Continuons dans les petits plus avec l'absence d'inventaire, ici remplacé par l'intérieur de notre veste truffée de poches permettant d'y mettre tout ce qu'on trouve, enfin, du moins dans une certaine mesure. Du coup, l'action n'est plus vraiment coupée par l'ouverture d'un menu (même si cette action fait office de pause) et l'immersion n'en est que meilleure. En parlant d'objets, il faut également savoir que vous pourrez dénicher des sprays (oui je sais, ça vous rappelle quelque chose) pour soigner vos blessures. A vous donc, à l'image d'un Solid Snake, de passer une petite couche de mousse "cautérisante" sur vos bobos avant de repartir au combat. Bref, le tout est bien pensé d'autant que vous pourrez opter pour quatre configurations personnalisées d'objets (flingue+lampe-torche, spray, cocktail Molotov, etc) accessibles rapidement en pressant le haut de la croix de direction. Maintenant, si les balles incendiaires restent un des meilleurs moyens pour venir à bout de vos ennemis, vous pourrez tout de même choisir une arme de fortune (batte de base-ball, épée, katana, masse) pour vous défaire d'une nuisance. Il est d'ailleurs ironique de constater que dans Alone in The Dark, un râteau est au moins aussi puissant qu'un chargeur de magnum.

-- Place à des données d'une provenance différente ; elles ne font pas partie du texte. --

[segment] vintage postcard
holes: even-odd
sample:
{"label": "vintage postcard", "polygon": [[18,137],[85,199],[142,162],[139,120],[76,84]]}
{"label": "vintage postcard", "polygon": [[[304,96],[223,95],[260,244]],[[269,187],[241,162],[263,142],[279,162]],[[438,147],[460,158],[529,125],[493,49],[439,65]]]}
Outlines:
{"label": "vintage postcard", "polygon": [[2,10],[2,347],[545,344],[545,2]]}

Toujours dans le but d'enrichir la progression, citons aussi les phases de plates-formes durant lesquelles Edward devait se suspendre à des câbles pour passer de corniche en corniche à l'extérieur d'un immeuble ou pour sortir vivant d'une cage d'ascenseur. Astucieusement mises en scène, ces transitions sont une vraie plus-value dans le sens où la construction du jeu devient plus pêchue tout en évitant une trop grande redondance. Toutefois, le contrôle du personnage manque parfois de précision, surtout dans les balancements basés sur l'inertie du héros couplée à un usage du stick pour prendre de la vitesse. Dans le même ordre d'idées, on pourra aussi reprocher aux développeurs d'avoir choisi un système de combat à l'arme blanche lié aux poussées du stick droit pour effectuer des mouvements. Original mais pas vraiment concluant. Sur ce point, il est vrai que le titre d'Eden a souvent du mal à convaincre. Sans être mauvaise, la jouabilité ne permet pas au joueur d'être totalement à l'aise. Pourtant plus ou moins inspirée de celle d'un Resident Evil 4, elle accumule les problèmes de caméra en vue à la troisième personne et nous oblige la plupart du temps à jouer en vue à la première personne. De toute façon, retenez bien que lorsque vous voudrez tirer, vous passerez automatiquement en vue subjective. En somme, entre la raideur d'animation d'Edward et ses déplacements hachés, on a un peu de mal à s'y retrouver. De plus, pour couronner le tout, on trouvera beaucoup de bugs de collision et autres soucis du même acabit nous faisant nous demander si le jeu a été correctement bêta-testé. Etonnant d'autant que le développement a demandé plus de quatre ans.
Si on passera rapidement sur les mini-jeux où il convient de relier le plus souvent deux câbles électriques (afin d'ouvrir une porte, de démarrer une voiture) en utilisant les deux sticks, retenons aussi une utilisation fréquente de véhicules en dehors ou non de courses-poursuites imposées. Sur ce point, mentionnons tout de même que ces passages forcés sont loin d'être exempts de reproches. Difficulté mal dosée, obligation de les reprendre (surtout le premier) plusieurs fois avant de les réussir, prise en main peu concluante... Au final, si ces poursuites évitent une fois de plus de tomber dans une progression trop redondante, les finitions laissent à désirer. En revanche, les énigmes dans leur ensemble constituent certainement le point fort du jeu. Bien plus évoluées que celles d'un Resident, différentes de celles d'un Silent Hill car basées sur le gameplay et le moteur physique du jeu (le célèbre Havok), elles apportent énormément à Alone qui, grâce à elles, peut même se targuer d'être un véritable mix entre le survival, le jeu d'action et le jeu d'aventure.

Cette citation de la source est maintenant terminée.